After we identify complementary class pairs, we train the model at the class-pair level. In other words, we build a graph for each complementary class pair. Training models at the complementary class pair level has the additional advantage of speeding up the training process via parallelism. Additionally, this approach prevents long-tailed classes from being underrepresented in a larger, unified graph.

Adaptation 4: Overcome the Cold Start Problem

A cold start happens when new products arrive on e-commerce platforms. It’s a known problem for any collaborative filtering model since this type of model relies on the item's interactions to make recommendations. At first, we considered using a content-based model as a direct fallback strategy for Hedwig to solve the problem. However, we found that content-based models are likely to recommend SKUs with fewer reviews, contrary to customer preferences.

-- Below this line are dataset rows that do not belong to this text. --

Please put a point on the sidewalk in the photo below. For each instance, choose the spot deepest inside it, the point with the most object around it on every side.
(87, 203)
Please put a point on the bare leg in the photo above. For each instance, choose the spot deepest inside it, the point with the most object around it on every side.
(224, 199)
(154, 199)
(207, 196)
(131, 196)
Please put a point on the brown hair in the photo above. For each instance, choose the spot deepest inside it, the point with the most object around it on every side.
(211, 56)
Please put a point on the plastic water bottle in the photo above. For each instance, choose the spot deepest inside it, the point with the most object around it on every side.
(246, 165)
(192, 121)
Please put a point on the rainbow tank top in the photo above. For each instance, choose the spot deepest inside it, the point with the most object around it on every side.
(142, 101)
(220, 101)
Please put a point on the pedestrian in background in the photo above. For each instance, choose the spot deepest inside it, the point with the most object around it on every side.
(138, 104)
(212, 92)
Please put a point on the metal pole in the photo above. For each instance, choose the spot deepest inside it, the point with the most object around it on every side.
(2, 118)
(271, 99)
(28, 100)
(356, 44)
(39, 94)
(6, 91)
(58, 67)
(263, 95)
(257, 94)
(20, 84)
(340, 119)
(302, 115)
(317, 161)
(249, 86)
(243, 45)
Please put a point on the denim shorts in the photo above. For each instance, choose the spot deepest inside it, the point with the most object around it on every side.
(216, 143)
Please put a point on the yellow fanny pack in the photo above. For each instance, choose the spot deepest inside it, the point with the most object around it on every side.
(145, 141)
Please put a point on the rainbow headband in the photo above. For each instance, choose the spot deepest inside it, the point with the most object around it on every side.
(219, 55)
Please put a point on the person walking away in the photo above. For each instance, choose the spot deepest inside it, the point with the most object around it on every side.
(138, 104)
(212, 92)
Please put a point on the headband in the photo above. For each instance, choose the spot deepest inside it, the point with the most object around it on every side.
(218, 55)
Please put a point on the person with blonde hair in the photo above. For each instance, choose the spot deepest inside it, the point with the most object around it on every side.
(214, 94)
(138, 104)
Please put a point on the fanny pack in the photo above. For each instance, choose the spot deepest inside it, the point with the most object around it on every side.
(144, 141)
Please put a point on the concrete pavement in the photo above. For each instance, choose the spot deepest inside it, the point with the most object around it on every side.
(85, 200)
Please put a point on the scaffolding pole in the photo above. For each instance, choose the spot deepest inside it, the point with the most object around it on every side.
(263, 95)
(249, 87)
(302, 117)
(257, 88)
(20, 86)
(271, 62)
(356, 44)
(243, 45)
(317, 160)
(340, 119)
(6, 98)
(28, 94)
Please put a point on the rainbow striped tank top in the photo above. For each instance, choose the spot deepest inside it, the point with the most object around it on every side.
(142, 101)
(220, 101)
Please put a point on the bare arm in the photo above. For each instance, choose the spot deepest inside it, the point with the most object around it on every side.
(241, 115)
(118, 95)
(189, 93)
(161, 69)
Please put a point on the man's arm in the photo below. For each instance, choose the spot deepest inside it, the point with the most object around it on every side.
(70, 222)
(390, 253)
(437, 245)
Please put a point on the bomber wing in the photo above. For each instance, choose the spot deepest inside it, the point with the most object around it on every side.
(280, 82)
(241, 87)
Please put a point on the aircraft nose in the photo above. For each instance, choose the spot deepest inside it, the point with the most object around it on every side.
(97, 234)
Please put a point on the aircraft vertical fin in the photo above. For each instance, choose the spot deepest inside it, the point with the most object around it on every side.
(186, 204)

We leverage our in-house content-based product similarity embeddings to address this problem, built using imagery, product descriptions, and other product features. These embeddings help us find substitutes for SKUs with low or no visibility in the Hedwig graph. We will first retrieve the top 10 nearest neighbors in the product similarity embedding space for these low visibility SKUs. We then examine if any of the ten neighbors are already in our bipartite graph. Once we find a neighbor in the graph, we’ll insert this low visibility SKU into the same customer curation as its neighbor. We only allow these low or no visibility SKUs to be inserted into a maximum of two customer curations. We found that if we insert a new SKU too aggressively, we disrupt the original graph structure, which leads to worse performance in our offline tests.

We Drive Results

Hedwig’s flexibility and scalability have proven themselves at Wayfair. To date, three versions of the Hedwig model have been productionized. These include an in-class substitutes model, a cross-class substitutes model, and a cross-class complementary model. The latest iteration of the Hedwig model also incorporates product similarity embeddings to further improve coverage for SKUs without customer interactions, improving the implicit feedback weights in the graph and expanding out the training data to capture relatively long-term signals. Our recent online A/B tests have shown that the new Hedwig models drive better customer engagement and bring more incremental value across a variety of placements on all Wayfair stores!

We are Never Done

Today, Hedwig is still more widely used as a stand-alone recommendation model for different touchpoints. The next item on our checklist is to integrate it with our existing single-class ranking model and start building a personalized cross-class ranking model to continue to improve on the user experience. In the meantime, we’re looking to scale the granularity of our recommendations to specific product options rather than top-level products. We hope that these more detailed recommendations will delight our customers.